The sudden disappearance of a teenage girl has far-reaching implications for the psyches of the boys from her suburban town.
That 16-year-old Nora Lindell goes missing on Halloween is beyond dispute, but what happens to her afterward is anyone’s guess, and in fact becomes something of an obsession for her male schoolmates. Did she, clad in her school uniform, get into a strange man’s car to face a grisly fate? Or maybe she was pregnant with twins and ran away to Arizona, where she married a sweet-natured Mexican cook decades her senior. Or, least plausible of all, did she end up in India, take a female lover and barely survive the 2006 Mumbai hotel bombings?

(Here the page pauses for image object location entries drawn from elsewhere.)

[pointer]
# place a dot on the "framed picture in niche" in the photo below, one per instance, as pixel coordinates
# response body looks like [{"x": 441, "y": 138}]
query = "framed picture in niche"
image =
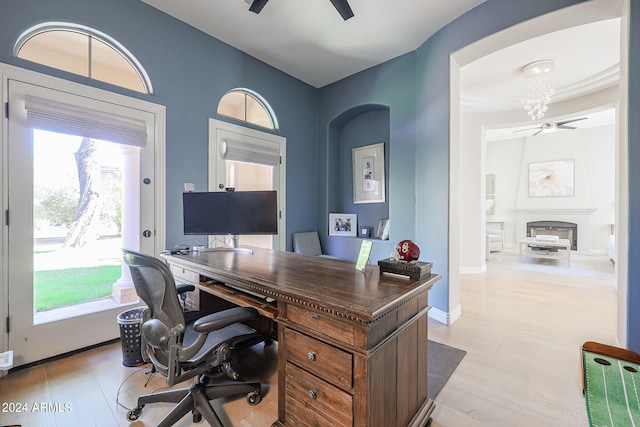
[
  {"x": 341, "y": 224},
  {"x": 365, "y": 231},
  {"x": 368, "y": 174}
]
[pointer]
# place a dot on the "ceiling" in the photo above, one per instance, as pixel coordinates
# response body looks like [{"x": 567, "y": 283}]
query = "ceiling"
[{"x": 308, "y": 39}]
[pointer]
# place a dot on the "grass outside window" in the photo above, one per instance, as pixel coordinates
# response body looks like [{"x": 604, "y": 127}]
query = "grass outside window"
[{"x": 61, "y": 288}]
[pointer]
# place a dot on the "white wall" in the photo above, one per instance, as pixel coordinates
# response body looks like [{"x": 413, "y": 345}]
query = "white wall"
[{"x": 594, "y": 152}]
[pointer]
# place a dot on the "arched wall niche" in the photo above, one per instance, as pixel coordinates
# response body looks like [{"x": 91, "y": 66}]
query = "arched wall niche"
[{"x": 359, "y": 126}]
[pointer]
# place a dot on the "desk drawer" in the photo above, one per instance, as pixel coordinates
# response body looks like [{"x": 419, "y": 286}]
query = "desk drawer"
[
  {"x": 325, "y": 361},
  {"x": 182, "y": 275},
  {"x": 312, "y": 402},
  {"x": 334, "y": 328}
]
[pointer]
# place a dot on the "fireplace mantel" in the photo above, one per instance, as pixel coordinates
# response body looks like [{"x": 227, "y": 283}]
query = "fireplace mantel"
[
  {"x": 536, "y": 211},
  {"x": 579, "y": 216}
]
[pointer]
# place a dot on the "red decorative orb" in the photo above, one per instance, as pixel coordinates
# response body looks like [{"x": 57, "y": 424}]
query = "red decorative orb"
[{"x": 408, "y": 251}]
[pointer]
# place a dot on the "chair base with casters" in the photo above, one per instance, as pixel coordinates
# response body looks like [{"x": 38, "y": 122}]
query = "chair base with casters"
[{"x": 196, "y": 399}]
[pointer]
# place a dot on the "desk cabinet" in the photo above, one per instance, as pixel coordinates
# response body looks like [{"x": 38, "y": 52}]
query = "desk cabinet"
[{"x": 337, "y": 371}]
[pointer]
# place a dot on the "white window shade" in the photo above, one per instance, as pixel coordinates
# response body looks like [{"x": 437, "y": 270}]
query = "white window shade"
[
  {"x": 243, "y": 151},
  {"x": 59, "y": 117}
]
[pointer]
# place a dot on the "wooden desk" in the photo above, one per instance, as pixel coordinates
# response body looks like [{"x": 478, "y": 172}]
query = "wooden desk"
[{"x": 352, "y": 348}]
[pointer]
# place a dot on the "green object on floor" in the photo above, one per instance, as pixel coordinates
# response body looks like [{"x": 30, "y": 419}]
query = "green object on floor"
[{"x": 612, "y": 391}]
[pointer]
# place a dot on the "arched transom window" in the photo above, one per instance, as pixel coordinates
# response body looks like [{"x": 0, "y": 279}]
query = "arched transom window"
[
  {"x": 248, "y": 106},
  {"x": 84, "y": 51}
]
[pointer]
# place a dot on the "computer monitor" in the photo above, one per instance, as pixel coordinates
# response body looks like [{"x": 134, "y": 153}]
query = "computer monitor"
[{"x": 230, "y": 212}]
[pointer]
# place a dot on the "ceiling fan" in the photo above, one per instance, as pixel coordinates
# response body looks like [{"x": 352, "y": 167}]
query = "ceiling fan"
[
  {"x": 342, "y": 6},
  {"x": 551, "y": 127}
]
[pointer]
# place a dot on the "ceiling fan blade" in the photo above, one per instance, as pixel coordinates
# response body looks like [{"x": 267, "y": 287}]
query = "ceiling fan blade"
[
  {"x": 523, "y": 130},
  {"x": 343, "y": 8},
  {"x": 564, "y": 122},
  {"x": 257, "y": 5}
]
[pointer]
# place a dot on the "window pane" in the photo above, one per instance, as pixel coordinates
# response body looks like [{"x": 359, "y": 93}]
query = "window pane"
[
  {"x": 65, "y": 50},
  {"x": 232, "y": 105},
  {"x": 257, "y": 114},
  {"x": 77, "y": 225},
  {"x": 110, "y": 66}
]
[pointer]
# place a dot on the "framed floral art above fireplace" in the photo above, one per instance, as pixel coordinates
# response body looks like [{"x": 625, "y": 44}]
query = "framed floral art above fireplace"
[{"x": 552, "y": 179}]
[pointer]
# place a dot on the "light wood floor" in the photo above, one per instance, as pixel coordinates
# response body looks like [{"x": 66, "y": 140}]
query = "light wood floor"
[{"x": 522, "y": 330}]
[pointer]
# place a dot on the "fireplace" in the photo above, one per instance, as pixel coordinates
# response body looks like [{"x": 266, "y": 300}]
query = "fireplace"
[{"x": 562, "y": 229}]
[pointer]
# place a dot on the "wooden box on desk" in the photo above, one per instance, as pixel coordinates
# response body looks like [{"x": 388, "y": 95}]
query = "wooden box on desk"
[{"x": 415, "y": 270}]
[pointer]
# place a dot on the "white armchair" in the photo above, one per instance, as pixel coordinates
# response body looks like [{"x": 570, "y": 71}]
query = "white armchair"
[{"x": 495, "y": 240}]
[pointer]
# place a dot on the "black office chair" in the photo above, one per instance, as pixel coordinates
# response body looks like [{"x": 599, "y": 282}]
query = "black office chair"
[{"x": 183, "y": 345}]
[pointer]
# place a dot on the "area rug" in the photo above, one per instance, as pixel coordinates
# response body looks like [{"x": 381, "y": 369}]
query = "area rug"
[{"x": 442, "y": 360}]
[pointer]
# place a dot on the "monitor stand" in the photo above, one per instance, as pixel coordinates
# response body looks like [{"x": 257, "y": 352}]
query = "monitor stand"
[{"x": 236, "y": 247}]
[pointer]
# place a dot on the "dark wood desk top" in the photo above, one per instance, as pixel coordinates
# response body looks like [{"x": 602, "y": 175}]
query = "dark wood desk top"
[{"x": 322, "y": 283}]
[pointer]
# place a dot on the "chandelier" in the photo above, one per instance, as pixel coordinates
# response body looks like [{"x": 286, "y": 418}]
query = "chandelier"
[{"x": 538, "y": 90}]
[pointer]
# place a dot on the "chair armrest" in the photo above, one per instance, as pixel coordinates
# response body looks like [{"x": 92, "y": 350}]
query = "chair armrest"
[
  {"x": 183, "y": 287},
  {"x": 224, "y": 318}
]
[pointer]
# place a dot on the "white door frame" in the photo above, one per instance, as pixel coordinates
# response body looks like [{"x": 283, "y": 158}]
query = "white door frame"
[
  {"x": 217, "y": 129},
  {"x": 9, "y": 72}
]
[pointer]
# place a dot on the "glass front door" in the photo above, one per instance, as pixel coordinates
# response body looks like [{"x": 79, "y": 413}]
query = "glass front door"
[{"x": 74, "y": 202}]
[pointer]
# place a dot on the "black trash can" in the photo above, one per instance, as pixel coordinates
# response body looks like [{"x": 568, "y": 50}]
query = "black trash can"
[{"x": 130, "y": 322}]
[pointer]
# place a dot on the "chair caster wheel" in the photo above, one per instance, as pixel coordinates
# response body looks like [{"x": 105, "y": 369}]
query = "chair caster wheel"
[
  {"x": 134, "y": 414},
  {"x": 254, "y": 398}
]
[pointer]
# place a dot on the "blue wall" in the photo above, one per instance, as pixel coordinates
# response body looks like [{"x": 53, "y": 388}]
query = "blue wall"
[
  {"x": 190, "y": 72},
  {"x": 633, "y": 291}
]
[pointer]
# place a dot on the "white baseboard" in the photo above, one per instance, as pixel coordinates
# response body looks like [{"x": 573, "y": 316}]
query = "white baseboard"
[{"x": 444, "y": 317}]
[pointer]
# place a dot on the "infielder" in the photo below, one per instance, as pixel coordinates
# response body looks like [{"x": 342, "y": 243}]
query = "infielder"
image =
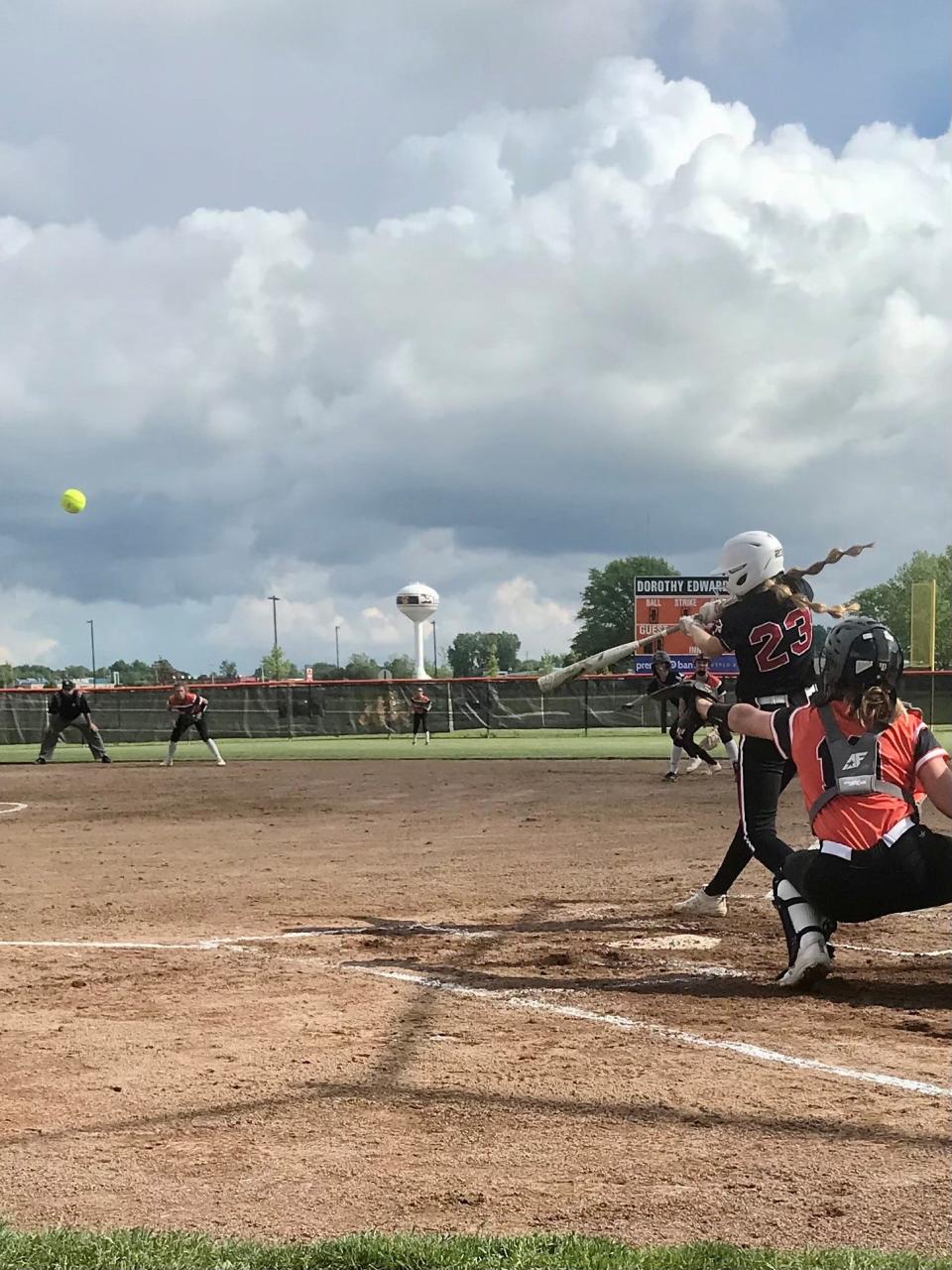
[
  {"x": 68, "y": 707},
  {"x": 664, "y": 676},
  {"x": 767, "y": 621},
  {"x": 864, "y": 760},
  {"x": 421, "y": 705},
  {"x": 684, "y": 737},
  {"x": 189, "y": 707}
]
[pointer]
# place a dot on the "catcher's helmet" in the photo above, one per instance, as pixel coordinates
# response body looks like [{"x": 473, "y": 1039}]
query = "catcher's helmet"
[
  {"x": 860, "y": 653},
  {"x": 751, "y": 559}
]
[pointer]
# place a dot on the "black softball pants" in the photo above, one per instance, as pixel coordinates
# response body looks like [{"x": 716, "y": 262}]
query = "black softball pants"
[
  {"x": 763, "y": 775},
  {"x": 914, "y": 873}
]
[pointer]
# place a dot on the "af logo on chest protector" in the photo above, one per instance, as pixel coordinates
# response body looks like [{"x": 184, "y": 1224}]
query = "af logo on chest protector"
[{"x": 853, "y": 770}]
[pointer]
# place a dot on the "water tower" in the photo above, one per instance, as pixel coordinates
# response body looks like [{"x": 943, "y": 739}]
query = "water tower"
[{"x": 419, "y": 603}]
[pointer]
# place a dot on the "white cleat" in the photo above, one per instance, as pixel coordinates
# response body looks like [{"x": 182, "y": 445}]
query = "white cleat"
[
  {"x": 701, "y": 905},
  {"x": 811, "y": 965}
]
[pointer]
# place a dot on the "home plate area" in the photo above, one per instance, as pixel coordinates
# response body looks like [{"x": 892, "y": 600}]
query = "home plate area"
[{"x": 454, "y": 1005}]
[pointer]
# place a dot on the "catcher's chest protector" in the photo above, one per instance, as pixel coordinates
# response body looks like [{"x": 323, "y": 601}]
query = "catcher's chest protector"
[{"x": 855, "y": 763}]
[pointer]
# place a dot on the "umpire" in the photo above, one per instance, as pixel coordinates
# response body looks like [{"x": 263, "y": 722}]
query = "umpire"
[{"x": 68, "y": 707}]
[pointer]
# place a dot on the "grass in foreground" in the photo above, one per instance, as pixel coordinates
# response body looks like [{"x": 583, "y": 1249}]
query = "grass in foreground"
[{"x": 139, "y": 1250}]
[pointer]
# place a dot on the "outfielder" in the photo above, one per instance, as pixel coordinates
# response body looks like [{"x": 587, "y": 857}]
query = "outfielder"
[
  {"x": 767, "y": 621},
  {"x": 68, "y": 707},
  {"x": 864, "y": 761},
  {"x": 189, "y": 710},
  {"x": 421, "y": 705}
]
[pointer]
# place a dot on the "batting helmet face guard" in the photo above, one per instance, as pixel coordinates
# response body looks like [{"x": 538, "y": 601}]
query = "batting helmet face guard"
[
  {"x": 751, "y": 559},
  {"x": 860, "y": 653}
]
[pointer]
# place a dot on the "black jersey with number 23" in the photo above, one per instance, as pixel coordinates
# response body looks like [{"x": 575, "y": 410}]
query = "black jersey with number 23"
[{"x": 772, "y": 639}]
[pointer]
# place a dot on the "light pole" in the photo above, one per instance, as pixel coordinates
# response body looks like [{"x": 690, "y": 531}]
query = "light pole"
[{"x": 93, "y": 645}]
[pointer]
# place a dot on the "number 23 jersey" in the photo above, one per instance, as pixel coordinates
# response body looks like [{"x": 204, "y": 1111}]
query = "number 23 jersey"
[{"x": 774, "y": 640}]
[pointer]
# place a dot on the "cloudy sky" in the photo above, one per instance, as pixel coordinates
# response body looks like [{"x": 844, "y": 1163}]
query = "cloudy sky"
[{"x": 321, "y": 299}]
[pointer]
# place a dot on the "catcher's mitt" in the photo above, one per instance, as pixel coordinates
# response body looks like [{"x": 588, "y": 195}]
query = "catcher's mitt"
[{"x": 708, "y": 742}]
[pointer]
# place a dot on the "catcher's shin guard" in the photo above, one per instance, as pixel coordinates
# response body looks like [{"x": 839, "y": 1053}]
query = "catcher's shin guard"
[{"x": 801, "y": 922}]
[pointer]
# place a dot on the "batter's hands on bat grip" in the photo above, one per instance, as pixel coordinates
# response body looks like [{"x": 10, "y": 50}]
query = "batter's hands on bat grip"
[{"x": 710, "y": 612}]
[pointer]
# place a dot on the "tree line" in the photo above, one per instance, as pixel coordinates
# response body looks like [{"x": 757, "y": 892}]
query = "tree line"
[
  {"x": 472, "y": 653},
  {"x": 606, "y": 617}
]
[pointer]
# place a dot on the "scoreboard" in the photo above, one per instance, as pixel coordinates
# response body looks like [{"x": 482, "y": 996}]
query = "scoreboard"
[{"x": 661, "y": 602}]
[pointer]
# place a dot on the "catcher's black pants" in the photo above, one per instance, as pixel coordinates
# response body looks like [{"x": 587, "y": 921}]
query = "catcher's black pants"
[
  {"x": 914, "y": 873},
  {"x": 763, "y": 775},
  {"x": 184, "y": 721}
]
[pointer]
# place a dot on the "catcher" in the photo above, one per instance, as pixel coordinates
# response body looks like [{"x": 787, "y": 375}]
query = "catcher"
[
  {"x": 189, "y": 710},
  {"x": 864, "y": 761}
]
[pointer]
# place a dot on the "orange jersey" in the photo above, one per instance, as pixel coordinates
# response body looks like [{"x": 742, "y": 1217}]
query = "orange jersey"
[{"x": 856, "y": 821}]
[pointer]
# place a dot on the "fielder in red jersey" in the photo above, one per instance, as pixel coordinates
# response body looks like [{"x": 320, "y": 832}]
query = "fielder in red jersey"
[{"x": 189, "y": 708}]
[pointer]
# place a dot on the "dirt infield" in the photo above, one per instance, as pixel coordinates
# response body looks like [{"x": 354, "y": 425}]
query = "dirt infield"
[{"x": 445, "y": 997}]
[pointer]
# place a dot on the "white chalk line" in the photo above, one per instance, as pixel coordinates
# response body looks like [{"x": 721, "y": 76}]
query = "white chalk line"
[
  {"x": 867, "y": 948},
  {"x": 222, "y": 942},
  {"x": 670, "y": 1034}
]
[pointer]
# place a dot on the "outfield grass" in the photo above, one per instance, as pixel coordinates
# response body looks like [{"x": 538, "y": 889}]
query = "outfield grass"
[
  {"x": 538, "y": 743},
  {"x": 615, "y": 743},
  {"x": 137, "y": 1250}
]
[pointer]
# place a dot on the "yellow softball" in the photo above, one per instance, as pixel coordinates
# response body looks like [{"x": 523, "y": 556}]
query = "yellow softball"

Circumstantial evidence exists for all these scenarios, but what emerges from Pittard’s debut novel, told in the collective first person plural, is how the boys as a group experience the loss of Nora. For almost 30 years, she becomes a symbol of possibility, while their lives become increasingly smaller and limited. There are dramas, of course. Trey Stephens, the only boy who claimed to have slept with Nora, goes to prison in his 30s for having sex with the 13-year-old daughter of a friend. Another one’s wife leaves him after a series of miscarriages, while a third guy has an extramarital affair that is exposed at a funeral. And the most awkward of the bunch, sensitive Danny Hatchet, carries a longtime torch for Nora’s younger sister Sissy, who is subject to almost as many rumors as Nora. Gracefully written by the winner of the 2008 Amanda Davis Highwire Fiction Award, this elegiac portrait of an upscale community offers an interesting take on modern manhood. And while the hive mentality comes across as a bit claustrophobic, that just might be the whole point.
A melancholy coming-of-age debut novel in the spirit of The Virgin Suicides.